Thursday, June 9, 2011

Uruguay .- Mújica defends raising taxes on large estates, despite the opposition from Vice President

MONTEVIDEO, 9 June (Reuters) - President of Uruguay, Jose Mujica, Thursday defended his plan to raise taxes on large rural properties, an idea resisted by his deputy that generated tensions in the ruling coalition left. Mujica, a former guerrilla who was tortured and suffered a severe detention during the dictatorship that ruled Uruguay between 1973 and 1985, said that raising taxes on large tracts of land will not change current business conditions in the country.

"The fact is multiply wealth, no tax.
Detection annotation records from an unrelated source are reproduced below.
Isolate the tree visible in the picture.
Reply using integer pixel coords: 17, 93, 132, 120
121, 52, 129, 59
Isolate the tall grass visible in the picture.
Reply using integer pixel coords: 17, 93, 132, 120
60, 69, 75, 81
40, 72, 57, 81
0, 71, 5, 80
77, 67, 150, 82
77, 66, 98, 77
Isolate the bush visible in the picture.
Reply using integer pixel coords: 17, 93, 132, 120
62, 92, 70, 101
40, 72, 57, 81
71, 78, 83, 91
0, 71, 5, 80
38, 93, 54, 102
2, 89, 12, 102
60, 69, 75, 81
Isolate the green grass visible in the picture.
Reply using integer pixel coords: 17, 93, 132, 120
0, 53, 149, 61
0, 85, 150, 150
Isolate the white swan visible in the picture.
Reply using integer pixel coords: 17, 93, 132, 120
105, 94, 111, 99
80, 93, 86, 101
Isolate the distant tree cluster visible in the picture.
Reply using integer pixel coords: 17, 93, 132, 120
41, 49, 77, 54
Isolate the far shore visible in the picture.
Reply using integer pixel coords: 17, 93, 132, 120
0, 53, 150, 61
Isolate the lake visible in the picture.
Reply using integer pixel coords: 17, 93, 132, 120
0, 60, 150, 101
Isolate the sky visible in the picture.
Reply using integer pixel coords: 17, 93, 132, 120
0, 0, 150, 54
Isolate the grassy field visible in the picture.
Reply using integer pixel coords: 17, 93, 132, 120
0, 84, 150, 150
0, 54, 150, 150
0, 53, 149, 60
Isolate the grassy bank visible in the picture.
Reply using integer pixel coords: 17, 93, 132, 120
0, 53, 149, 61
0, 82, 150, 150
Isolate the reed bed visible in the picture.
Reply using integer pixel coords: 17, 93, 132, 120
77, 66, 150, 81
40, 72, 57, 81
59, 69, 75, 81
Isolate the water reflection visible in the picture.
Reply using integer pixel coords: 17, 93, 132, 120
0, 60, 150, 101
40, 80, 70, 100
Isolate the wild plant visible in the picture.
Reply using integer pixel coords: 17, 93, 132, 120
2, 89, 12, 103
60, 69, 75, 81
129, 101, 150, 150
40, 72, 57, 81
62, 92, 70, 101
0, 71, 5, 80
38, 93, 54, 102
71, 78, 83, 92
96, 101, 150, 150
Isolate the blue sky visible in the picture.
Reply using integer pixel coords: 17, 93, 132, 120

Must prod a little bit and has produced a lot," he said in his radio show "Speak the President." The strong expansion of the Uruguayan agricultural sector in recent years by high raw material prices stimulated a significant investment of foreign capital, mostly from Argentina and Brazil.
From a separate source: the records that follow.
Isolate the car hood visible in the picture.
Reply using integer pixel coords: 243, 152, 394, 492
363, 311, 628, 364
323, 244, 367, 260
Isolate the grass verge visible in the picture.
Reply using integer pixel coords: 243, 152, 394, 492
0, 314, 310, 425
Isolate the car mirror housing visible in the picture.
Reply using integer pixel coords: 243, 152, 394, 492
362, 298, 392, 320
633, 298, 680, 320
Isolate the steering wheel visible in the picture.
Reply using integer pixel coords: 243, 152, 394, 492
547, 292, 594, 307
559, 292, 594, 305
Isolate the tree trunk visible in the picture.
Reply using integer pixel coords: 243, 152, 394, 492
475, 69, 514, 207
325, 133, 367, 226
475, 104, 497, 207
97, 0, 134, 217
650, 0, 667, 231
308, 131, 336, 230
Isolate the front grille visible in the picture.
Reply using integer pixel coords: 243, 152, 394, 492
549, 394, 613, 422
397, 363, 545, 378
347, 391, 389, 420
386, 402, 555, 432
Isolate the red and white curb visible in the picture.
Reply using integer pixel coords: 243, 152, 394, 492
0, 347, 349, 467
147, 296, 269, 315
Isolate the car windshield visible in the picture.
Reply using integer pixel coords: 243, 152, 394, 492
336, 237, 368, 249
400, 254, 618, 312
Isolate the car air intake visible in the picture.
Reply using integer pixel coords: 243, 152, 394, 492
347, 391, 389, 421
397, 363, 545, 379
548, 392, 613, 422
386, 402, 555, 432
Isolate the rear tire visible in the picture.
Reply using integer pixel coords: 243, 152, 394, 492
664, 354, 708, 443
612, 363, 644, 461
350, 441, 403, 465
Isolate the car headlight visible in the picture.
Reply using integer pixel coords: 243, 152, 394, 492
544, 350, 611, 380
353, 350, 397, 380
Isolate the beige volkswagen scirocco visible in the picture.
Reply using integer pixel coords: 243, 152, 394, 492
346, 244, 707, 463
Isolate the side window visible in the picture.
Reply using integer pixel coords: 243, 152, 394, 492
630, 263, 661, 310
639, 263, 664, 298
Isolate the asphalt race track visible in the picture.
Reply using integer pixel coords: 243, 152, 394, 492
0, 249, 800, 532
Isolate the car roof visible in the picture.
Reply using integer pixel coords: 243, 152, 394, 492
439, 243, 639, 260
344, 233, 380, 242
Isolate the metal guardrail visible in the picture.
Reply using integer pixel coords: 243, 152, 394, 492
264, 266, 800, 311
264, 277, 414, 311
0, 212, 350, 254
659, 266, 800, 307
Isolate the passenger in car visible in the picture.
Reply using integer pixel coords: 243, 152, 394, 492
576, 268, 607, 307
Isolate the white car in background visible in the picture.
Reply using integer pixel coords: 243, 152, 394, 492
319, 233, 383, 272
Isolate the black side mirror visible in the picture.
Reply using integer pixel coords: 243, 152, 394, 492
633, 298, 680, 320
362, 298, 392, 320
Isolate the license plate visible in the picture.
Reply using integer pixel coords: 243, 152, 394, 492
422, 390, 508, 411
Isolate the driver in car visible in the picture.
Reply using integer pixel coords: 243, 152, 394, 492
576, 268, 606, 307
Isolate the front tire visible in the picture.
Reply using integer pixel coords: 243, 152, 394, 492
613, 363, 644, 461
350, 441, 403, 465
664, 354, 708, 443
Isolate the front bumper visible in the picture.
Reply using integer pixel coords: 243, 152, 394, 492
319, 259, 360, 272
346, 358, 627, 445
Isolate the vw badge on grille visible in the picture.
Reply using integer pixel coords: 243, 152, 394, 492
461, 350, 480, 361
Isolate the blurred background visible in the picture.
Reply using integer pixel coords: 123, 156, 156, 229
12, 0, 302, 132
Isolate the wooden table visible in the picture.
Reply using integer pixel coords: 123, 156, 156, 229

Mujica said that "people come out with a lot of money and make deals in the fields, we have to be an open country, but for a bit, I come to buy all the land and in the end we were all pawns." Mujica The proposed property tax increase surprised some of his executive and vice president, Danilo Astori, decisive in the economic management of the country, said it would seek to change it.

"Whichever path we take, what can be suggesting that there may be further changes in the future and that it could generate a sense of uncertainty and uncertainty is not good company for investment decisions," said Astori, told local radio. According to local media, the proposed Mujica, who was not officially disclosed, would seek to raise $ 16 (about seven euros) per hectare per year property tax to the fields with more than 10,000 acres, twelve dollars (about 8.2 euros) the more than 5,000, and eight dollars (about 5.5 euros) the more than 2,000, from four current dollars.
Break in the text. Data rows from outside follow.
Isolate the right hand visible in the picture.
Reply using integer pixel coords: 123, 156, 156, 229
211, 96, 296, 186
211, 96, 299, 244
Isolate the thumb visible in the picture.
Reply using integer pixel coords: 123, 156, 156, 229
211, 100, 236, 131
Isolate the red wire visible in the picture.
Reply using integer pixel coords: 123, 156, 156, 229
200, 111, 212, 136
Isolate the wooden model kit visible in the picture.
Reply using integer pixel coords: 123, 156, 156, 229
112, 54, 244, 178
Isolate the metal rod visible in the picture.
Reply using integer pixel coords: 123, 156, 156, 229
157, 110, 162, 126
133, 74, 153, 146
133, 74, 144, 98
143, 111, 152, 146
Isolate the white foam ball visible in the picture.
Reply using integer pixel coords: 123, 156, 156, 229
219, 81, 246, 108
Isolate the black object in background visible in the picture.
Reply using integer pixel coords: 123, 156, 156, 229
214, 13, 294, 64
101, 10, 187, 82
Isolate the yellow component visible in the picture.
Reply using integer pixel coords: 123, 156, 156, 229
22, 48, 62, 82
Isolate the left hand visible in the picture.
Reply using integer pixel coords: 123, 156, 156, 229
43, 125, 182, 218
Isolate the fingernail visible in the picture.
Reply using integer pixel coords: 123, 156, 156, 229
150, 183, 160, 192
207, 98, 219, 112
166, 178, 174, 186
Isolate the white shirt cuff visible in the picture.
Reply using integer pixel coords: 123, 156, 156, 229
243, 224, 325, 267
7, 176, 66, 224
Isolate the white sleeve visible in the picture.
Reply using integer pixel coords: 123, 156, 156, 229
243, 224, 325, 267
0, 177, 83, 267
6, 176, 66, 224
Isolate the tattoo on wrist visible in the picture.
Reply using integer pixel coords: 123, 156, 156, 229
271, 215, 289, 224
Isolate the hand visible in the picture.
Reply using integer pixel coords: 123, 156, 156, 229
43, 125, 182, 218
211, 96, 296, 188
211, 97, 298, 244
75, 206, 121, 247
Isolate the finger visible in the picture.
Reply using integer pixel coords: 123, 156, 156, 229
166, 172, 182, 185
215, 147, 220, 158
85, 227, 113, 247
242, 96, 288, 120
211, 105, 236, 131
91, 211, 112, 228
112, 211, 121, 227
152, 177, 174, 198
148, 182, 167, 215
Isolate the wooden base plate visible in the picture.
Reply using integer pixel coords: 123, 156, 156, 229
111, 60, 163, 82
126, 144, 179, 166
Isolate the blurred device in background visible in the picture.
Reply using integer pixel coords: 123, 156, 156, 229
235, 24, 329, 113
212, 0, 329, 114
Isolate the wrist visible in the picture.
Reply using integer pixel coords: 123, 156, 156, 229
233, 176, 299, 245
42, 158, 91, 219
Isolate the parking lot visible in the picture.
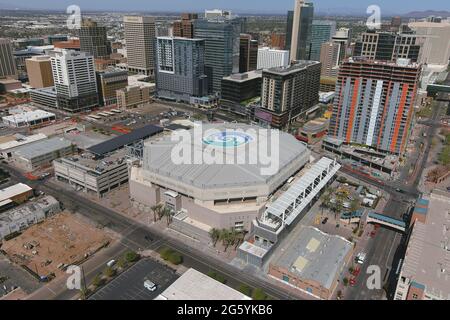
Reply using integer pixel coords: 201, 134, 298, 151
89, 259, 178, 300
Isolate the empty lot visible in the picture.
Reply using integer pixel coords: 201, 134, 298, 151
2, 212, 113, 276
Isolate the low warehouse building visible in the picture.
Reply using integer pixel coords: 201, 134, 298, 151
155, 268, 252, 300
12, 137, 75, 170
269, 227, 353, 299
2, 110, 56, 128
0, 133, 47, 159
53, 149, 128, 197
0, 196, 61, 239
0, 183, 33, 210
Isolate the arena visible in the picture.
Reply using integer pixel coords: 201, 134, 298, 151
130, 123, 310, 238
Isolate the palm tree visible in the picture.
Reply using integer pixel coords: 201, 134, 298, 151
209, 228, 220, 247
161, 207, 172, 226
150, 203, 162, 222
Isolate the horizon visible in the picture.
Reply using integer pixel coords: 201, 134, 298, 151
0, 0, 449, 16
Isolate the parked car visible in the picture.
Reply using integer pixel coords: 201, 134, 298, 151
144, 280, 156, 292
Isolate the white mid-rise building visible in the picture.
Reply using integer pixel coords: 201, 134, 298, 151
49, 49, 98, 112
257, 47, 289, 69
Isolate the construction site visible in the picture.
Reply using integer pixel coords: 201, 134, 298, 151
1, 211, 116, 281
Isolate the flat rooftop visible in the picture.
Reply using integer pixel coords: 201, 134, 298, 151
223, 70, 262, 83
156, 268, 251, 300
2, 110, 55, 123
88, 124, 164, 155
401, 190, 450, 300
14, 137, 72, 159
0, 133, 47, 151
56, 149, 126, 174
273, 226, 353, 289
264, 60, 320, 75
0, 183, 33, 202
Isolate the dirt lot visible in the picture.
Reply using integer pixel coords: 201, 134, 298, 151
2, 212, 114, 277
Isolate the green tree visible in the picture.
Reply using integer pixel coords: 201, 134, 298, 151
150, 203, 162, 222
125, 251, 139, 262
169, 251, 183, 265
238, 284, 252, 297
103, 267, 116, 278
252, 288, 267, 300
209, 228, 220, 247
92, 273, 105, 288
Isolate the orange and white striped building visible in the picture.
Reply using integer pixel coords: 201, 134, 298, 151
328, 57, 421, 154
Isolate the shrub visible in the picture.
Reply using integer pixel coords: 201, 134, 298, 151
103, 267, 116, 278
125, 251, 139, 262
169, 251, 183, 265
252, 288, 267, 300
238, 284, 252, 297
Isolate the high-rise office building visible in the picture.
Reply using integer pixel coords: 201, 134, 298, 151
156, 37, 208, 103
96, 67, 128, 106
320, 41, 341, 78
328, 58, 421, 154
239, 34, 258, 73
270, 33, 286, 50
49, 50, 98, 112
0, 38, 17, 78
172, 13, 198, 38
287, 0, 314, 61
25, 56, 53, 89
205, 9, 232, 20
256, 47, 289, 70
255, 61, 320, 129
194, 18, 241, 93
308, 20, 336, 61
353, 31, 420, 62
79, 19, 111, 59
123, 16, 155, 76
331, 28, 352, 62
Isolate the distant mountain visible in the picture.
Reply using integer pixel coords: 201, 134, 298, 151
0, 2, 25, 10
403, 10, 450, 18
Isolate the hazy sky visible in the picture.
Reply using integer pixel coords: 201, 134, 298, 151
0, 0, 450, 14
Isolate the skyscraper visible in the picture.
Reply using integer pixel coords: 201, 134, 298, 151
79, 19, 111, 59
194, 18, 241, 93
96, 67, 128, 106
353, 31, 420, 62
328, 58, 421, 154
25, 56, 53, 89
172, 13, 198, 38
288, 0, 314, 61
308, 20, 336, 61
259, 61, 320, 129
320, 41, 341, 78
123, 16, 155, 76
256, 47, 289, 69
239, 34, 258, 73
49, 49, 98, 112
0, 38, 17, 78
156, 37, 208, 102
284, 10, 294, 50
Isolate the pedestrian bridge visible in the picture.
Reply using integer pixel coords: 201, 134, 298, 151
366, 211, 406, 232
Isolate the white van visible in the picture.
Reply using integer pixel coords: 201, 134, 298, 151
144, 280, 156, 291
356, 252, 366, 264
106, 259, 116, 268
According to the president, some 1,200 companies would be affected by the new tax, which would increase revenue by about 60 million dollars. Mujica said that holders of these extensions speculate on rises in land prices, adding that additional taxes will not hurt the profits of small and medium rural producers.

However, Astori said the president's idea will not help curb the concentration of land. "The instrument we propose alternative is to get these resources according to the financial capacity of farmers and not to launch negative signal for growth of the sector itself," said Astori, adding that talks with Mujica to seek agreement and bring a proposal consensus in Parliament.